One of the most delectably agreeable traits of most Coen Brothers comedies is their unique ability at taking established actors and allowing them opportunities to make fools of themselves for two hours, and endearingly so.  Regular Coen Brothers’ alumni George Clooney always has a field day in their films portraying well meaning, but hopelessly clueless idiots that really have no idea how deep there are getting into trouble.  Very few actors of Clooney’s stature can play dumb so well.  I also admired Ralph Fiennes’ few scenes (arguably too few), especially one uproarious sequence as he slowly descends into teeth clenched anger as he desperately tries to get a passably good performance out of Hobie Doyle (like Clooney, Ehrenreich is stellar at playing an uncoordinated simpleton).  Brolin has the meatiest role of the bunch, though, and his fairly earnest and mostly understated performance acts as a nice counterweight to the screwball antics of the fellow actors around him.  HAIL, CAESAR! becomes quietly enthralling in terms of simply witnessing this man trying to maintain his sanity considering all of the insanity that’s permeating his day. 
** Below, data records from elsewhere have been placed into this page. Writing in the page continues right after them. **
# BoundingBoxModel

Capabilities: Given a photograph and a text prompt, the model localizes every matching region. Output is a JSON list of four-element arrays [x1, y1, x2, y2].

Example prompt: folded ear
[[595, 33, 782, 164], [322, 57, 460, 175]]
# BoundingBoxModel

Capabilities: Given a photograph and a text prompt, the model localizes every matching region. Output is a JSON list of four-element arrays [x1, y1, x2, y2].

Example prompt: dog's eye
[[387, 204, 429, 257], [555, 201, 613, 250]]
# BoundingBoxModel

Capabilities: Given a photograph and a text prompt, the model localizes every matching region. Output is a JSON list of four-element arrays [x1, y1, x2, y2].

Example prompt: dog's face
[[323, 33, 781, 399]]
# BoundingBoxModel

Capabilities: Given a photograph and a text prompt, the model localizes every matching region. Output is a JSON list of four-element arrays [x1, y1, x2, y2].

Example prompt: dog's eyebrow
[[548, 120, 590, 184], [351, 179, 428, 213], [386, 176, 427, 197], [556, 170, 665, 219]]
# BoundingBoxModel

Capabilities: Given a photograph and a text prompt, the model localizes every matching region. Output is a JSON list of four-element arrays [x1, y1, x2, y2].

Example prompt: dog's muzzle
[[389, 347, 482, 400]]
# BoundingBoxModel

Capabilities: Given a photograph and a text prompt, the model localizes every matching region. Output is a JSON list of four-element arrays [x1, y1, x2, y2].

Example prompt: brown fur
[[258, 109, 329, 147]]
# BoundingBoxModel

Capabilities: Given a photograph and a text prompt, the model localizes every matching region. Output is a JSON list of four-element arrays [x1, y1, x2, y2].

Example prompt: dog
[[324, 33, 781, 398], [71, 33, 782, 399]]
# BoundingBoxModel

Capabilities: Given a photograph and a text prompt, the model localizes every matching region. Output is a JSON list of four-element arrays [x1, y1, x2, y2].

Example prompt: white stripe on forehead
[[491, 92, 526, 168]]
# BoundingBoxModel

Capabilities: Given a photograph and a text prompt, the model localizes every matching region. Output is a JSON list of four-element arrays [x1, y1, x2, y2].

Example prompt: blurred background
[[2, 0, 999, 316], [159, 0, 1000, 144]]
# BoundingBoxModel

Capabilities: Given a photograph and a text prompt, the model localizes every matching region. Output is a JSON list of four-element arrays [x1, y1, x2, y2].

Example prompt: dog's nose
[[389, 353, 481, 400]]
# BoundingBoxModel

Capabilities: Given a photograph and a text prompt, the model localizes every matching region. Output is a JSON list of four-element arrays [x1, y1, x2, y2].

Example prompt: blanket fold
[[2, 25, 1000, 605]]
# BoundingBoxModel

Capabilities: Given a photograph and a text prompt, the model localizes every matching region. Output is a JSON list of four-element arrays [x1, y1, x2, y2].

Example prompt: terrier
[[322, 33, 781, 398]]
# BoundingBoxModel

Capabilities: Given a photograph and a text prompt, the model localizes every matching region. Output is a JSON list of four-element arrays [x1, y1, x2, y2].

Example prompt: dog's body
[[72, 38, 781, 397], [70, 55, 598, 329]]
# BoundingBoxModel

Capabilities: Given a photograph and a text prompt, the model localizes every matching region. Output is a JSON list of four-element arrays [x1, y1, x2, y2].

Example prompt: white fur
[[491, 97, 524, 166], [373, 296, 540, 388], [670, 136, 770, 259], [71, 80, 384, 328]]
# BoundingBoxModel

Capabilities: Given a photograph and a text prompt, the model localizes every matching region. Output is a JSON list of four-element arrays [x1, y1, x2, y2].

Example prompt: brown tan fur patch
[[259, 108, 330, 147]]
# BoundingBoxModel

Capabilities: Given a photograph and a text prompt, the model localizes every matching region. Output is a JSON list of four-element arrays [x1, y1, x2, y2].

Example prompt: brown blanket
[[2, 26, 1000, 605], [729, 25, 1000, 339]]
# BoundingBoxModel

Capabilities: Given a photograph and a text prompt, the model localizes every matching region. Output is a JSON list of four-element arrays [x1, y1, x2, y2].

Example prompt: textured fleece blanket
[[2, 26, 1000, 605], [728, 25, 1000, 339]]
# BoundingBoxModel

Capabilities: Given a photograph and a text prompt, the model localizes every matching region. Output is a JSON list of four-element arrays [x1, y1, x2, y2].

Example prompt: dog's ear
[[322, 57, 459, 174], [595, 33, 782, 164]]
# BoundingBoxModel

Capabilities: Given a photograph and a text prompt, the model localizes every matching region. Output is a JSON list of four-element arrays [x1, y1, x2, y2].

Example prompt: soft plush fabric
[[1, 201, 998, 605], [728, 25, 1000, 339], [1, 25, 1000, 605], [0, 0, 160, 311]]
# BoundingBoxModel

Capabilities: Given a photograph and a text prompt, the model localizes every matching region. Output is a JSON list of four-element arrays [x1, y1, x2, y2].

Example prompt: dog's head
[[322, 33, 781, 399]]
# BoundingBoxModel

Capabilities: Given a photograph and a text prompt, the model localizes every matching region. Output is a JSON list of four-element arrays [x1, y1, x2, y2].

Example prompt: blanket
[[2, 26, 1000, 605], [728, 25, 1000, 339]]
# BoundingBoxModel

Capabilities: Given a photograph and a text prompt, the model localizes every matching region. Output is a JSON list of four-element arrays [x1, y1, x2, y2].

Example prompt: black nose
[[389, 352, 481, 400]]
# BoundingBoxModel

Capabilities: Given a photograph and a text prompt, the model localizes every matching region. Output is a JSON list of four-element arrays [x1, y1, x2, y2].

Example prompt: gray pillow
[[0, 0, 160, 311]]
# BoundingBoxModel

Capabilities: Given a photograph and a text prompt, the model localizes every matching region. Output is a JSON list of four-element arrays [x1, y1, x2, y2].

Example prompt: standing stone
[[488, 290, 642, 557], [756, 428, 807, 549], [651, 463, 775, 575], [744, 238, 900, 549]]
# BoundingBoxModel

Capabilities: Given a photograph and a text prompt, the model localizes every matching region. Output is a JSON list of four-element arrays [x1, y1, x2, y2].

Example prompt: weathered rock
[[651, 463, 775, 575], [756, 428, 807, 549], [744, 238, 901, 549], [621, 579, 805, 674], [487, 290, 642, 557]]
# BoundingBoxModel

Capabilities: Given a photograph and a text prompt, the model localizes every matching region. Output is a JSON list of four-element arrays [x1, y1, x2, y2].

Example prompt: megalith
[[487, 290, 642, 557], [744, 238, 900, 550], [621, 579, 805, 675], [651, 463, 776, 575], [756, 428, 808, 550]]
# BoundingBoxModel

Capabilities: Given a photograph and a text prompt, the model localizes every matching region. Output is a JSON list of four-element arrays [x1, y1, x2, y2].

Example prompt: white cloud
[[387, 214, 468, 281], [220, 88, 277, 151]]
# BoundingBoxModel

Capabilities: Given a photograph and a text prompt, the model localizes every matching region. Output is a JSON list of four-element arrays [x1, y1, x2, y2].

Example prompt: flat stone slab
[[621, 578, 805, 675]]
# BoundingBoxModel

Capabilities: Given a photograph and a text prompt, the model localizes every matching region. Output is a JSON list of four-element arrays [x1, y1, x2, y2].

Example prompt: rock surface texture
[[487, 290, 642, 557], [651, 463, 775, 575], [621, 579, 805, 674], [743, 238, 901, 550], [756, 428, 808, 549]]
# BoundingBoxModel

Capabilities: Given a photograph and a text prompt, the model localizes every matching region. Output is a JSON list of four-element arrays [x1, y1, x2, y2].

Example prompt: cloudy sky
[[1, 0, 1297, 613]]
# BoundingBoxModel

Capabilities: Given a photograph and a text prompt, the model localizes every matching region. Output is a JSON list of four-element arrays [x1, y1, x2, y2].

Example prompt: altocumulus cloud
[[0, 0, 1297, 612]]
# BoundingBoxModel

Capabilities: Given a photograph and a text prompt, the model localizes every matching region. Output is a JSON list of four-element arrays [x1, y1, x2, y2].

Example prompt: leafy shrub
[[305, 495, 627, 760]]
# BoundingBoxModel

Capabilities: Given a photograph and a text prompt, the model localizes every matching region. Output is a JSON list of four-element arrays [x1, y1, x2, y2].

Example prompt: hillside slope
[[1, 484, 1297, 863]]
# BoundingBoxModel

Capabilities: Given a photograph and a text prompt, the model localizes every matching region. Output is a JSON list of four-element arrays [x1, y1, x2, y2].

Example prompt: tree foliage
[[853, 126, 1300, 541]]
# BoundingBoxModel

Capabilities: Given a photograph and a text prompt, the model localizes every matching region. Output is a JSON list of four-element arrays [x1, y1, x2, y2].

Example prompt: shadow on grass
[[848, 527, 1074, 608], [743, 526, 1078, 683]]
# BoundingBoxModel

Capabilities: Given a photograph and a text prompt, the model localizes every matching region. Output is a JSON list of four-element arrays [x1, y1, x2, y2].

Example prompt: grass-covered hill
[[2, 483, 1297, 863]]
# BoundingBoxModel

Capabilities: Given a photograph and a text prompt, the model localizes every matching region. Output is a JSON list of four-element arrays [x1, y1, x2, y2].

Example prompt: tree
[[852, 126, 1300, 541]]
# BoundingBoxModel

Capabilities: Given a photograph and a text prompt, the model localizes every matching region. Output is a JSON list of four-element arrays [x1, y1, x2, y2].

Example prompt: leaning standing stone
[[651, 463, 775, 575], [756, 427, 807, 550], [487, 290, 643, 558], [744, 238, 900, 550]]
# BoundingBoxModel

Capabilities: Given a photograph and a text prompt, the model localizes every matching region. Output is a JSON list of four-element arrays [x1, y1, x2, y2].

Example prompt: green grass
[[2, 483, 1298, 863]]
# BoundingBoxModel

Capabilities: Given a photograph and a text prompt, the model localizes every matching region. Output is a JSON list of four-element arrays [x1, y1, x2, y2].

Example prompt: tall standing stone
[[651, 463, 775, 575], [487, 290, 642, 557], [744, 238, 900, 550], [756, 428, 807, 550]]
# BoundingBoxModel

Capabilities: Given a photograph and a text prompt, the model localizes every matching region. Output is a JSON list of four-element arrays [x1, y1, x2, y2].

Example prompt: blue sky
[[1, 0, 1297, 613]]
HAIL, CAESAR! is ultimately more about the Coens being given carte blanche to blissfully play around in a wonderful period specific sandbox than it is perhaps about telling a fully engrossing narrative with all of its multiple pieces gelling together cohesively.  There’s no denying that some of the various subplots here – like Johansson’s Moran and her trying to keep her pregnancy a tightly guarded secret – are skimpily written, not to mention that I would have really liked to see more, as mentioned, involving Fiennes’ increasingly agitated director going more bonkers by the minute in trying to coach an uncoachable actor.  Scenes involving Whitlock and his captors – during which time they pontificate on God, faith, and the moral corruption of Hollywood movies – display a willingness on the Coens’ part to dig thematically deeper into their story, but those scenes sort of end just as they become strangely compelling.  All in all, there’s a lot going on in HAIL, CAESAR…maybe too much for its own good. 

Yet, I came out of the film greatly approving of the tricky balancing act that it was attempting.  Too much on the nose lampooning of the classic Hollywood studio milieu might have been aggressively unfunny, whereas too much displayed affection for it would have greatly watered down the film’s sarcastic edge.  The Coens manage to find that incredibly ethereal middle ground approach here, and even though HAIL, CAESAR is not in the same league as their other upper echelon comedies, I was nevertheless fully enamored with its impeccable cast, its rich period detail, and the manner that it cunningly sends up the film industry while paying respectful homage to it, which ultimately makes it undeniably charming.  

Oh, and a little bit of Coen Brothers zaniness thrown in for good measure here and there goes an awfully long way too.